However, the panel could not be formed as the opposition, former prime minister Girija Prasad Koirala’s Nepali Congress (NC), raised the voice of dissent at the meeting of four major parties Wednesday, shooting down the Maoist proposal that the committee should be headed by a Maoist representative.

“Both the peace process and the drafting of the new constitution are tasks that should be executed on the basis of consensus among the parties,” NC leader and former minister Ram Chandra Poudel said.

“Since the integration process involves the Maoist army, the committee should not be headed by the same party. The other option is that the committee chairmanship should be rotated among the parties.

“If there is no consensus, we will not sit on the committee.”

NC leaders have also begun protests against what they say is a move by the Maoists to appoint Nand Kishore Pun “Pasang”, the chief of PLA after Prachanda stepped down, as the chief of the re-shuffled army.

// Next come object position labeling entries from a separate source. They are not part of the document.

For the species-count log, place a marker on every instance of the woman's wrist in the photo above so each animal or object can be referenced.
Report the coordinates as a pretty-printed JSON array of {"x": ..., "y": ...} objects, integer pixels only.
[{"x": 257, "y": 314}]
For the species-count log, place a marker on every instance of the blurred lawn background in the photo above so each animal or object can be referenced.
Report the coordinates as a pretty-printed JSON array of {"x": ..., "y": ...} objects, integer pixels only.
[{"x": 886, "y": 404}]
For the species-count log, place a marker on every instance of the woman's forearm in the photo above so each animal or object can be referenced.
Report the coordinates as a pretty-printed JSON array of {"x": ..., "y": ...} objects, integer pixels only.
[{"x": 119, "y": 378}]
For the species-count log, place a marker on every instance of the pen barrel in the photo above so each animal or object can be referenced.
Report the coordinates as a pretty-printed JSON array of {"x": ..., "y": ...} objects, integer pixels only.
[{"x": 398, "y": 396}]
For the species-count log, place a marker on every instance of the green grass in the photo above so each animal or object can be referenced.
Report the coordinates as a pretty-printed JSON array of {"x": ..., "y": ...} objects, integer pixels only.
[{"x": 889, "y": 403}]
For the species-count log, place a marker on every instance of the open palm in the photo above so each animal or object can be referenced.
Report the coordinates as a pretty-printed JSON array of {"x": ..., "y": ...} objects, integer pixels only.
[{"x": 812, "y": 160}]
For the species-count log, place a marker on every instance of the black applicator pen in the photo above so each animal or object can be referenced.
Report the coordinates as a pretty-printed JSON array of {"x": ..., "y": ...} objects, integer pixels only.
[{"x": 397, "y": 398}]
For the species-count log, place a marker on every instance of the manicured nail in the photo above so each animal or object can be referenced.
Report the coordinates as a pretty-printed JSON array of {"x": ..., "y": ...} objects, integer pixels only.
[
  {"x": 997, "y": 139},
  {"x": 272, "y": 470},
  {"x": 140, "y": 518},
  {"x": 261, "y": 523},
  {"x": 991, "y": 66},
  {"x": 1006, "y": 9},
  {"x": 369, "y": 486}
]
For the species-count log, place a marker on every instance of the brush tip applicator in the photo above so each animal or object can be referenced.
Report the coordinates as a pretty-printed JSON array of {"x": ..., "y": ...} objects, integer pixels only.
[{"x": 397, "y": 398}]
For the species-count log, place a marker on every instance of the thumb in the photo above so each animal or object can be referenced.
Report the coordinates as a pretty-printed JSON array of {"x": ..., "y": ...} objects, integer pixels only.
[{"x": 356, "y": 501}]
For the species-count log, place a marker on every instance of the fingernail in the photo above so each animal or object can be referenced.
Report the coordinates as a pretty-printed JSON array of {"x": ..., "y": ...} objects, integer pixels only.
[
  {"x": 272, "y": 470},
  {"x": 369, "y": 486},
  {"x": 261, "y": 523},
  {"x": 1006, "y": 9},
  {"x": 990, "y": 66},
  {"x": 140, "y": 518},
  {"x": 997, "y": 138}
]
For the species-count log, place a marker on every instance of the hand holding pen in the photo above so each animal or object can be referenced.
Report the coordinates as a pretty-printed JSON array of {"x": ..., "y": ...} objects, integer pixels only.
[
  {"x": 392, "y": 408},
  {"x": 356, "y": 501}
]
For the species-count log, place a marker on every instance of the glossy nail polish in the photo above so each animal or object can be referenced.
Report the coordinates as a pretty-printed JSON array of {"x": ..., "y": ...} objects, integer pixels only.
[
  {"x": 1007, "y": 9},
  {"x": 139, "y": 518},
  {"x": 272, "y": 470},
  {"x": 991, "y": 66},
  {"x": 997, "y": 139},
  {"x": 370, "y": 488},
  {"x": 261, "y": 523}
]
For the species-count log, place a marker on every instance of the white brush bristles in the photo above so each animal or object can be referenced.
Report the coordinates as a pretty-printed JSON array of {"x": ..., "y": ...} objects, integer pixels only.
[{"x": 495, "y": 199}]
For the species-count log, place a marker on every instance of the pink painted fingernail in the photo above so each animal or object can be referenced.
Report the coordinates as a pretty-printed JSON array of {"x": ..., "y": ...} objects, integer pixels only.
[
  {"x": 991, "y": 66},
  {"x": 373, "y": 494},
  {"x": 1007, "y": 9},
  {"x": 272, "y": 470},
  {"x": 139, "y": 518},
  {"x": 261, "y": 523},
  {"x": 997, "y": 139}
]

Due to the infighting among the two biggest parties, Prachanda, for the second time Thursday, put off the scheduled cabinet meeting that was to have announced the formation of the committee.

More homework and parleys among the parties need to be done, the embattled Maoist chief told the media Thursday.

The merger of the PLA with the Nepal Army remains one of the biggest blocks in the ongoing peace process in Nepal.

Over 19,000 PLA fighters are leading a grim life in cantonments for nearly two years, hoping for eventual state recognition by being included in the state army.

The merger was a key condition of the peace pact signed by the Maoists in 2006, which paved the way for their relinquishing arms and the restoration of peace in insurgency-racked Nepal.

The NC, which was the ruling party in 2006, had agreed to the condition. Now however, smarting under a poll defeat, it has begun opposing the integration, saying the PLA was a political animal that could not be trusted to be non-partisan.

The army is also opposing the merger. The army chief, Gen. Rukmangud Katawal, has said that the army would accept only those who met international recruitment norms.